2026 economic and market outlook
|Summary
As an aggregate, key economic indicators point towards the global economy growing further in out 2026 Economic and Market outlook. In particular, the G20 countries, which account for roughly 80% of the total global GDP are projected to grow by 2.9% next year. India is set to lead the pact, with growth forecast at 6.2% next year, ahead of both China (4.4%) and the US, which is forecasted to grow by only 1.7%, below the G20 average. In addition, headline inflation among G20 countries is expected to slow down further next year from 3.4% to 2.8% cumulatively.
2026 economic indicators
A. GDP Growth
The GDP growth among G20 countries (major economies that collectively account for about 80-85% of the entire global GDP) is expected to taper from 3.2% in 2025 to 2.9% in 2026. According to OECD, this slowdown is attributed to the imposed higher effective tariff rates, which are led by the US. In addition, OECD also weighed in on the likely continuation of global geopolitical and policy turmoil.
B. Inflation
Despite the added economic pressure from tariffs, headline inflation among the G20 countries is expected to further soften from 3.4% in 2025 to 2.8% in 2026. However, one notable outlier is the US, where inflation is expected to increase slightly faster, from 2.7% in 2025 to 3.0% in 2026. This is mainly due to higher input and import costs brought by the universal tariffs imposed by the US.
The US Federal Reserve (Fed) recently made an additional rate cut of 25-bps in December, bringing its policy rate to 3.5%-3.75%, the lowest since 2022. The recent cut followed earlier reductions that began in the second half of 2025, lowering the interest rate from 4.5%, which had held steady from January to August.
This series of rate cuts, while expected to contribute to higher inflation next year, will likely lead to higher asset prices, as interest rate cuts have historically boosted financial markets, as it directly brings down borrowing costs and supports an expansionary economic environment, both of which are bullish signals for companies and investors alike.
C. 2026 major economic risk
In 2026, the main economic risk we believe will have a significant, outsized, and far-reaching impact on the global economy is a potential resurgence of trade barriers, led by either (or both) of the two largest economies, the US and China.
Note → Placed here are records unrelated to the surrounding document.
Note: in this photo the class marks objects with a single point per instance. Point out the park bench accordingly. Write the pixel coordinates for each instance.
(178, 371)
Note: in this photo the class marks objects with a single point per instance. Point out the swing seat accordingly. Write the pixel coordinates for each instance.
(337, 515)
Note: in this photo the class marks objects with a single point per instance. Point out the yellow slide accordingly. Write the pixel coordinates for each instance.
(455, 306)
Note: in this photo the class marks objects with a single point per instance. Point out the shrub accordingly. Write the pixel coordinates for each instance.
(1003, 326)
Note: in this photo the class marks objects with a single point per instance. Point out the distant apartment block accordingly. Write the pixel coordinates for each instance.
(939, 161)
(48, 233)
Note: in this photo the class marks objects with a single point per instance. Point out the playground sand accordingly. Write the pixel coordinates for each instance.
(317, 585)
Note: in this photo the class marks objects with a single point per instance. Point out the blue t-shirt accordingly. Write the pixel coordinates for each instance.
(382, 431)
In 2025, we witnessed how the exchange of higher tariffs between the two has not only significantly impacted these two major actors but also the entire global economy (this is on top of the universal tariffs that the US imposes on almost all countries).
Furthermore, we saw how input costs and general prices have increased as either a direct or indirect result of these tariffs (including the retaliatory measures made by China and other countries, which exacerbated the negative impact on the global economy). In fact, the general consensus is that the overall global economy, including the US and China, could have grown further if these trade barriers had not been imposed.
Market analysis
2025 review and 2026 forecast
Summary: US financial markets have performed exceptionally well in 2025, shattering early expectations of a longer-lasting pullback and consolidation following a major bearish move from late February to April. In fact, all three major indices (S&P 500, NASDAQ 100, and Dow Jones) reached historic highs in the second half of the year and continued into December 2025. As the year closes, all three major indices are poised to post well-above-average yearly double-digit growth.
2025 overview
The S&P 500 Index (SPX) is currently up by more than 17% Year-to-Date. This is remarkable, given that it experienced a sharp double-digit decline from late February through April (as shown in the image). Since April, it has rebounded and proceeded to move in a strong upward fashion, creating new all-time highs in the second half of the year. Hence, it’s heading into 2026 with a strong bullish momentum.
2026 market outlook
Best-case scenario: SPX breaks above 8,000 and moves into the 8,000 and 8,500 levels before the year ends.
Base scenario: SPX stabilizes and moves between 7,000 and 7,900 throughout the year.
Worst-case scenario: SPX fails to break 7,000 and moves under this price level for the rest of the year.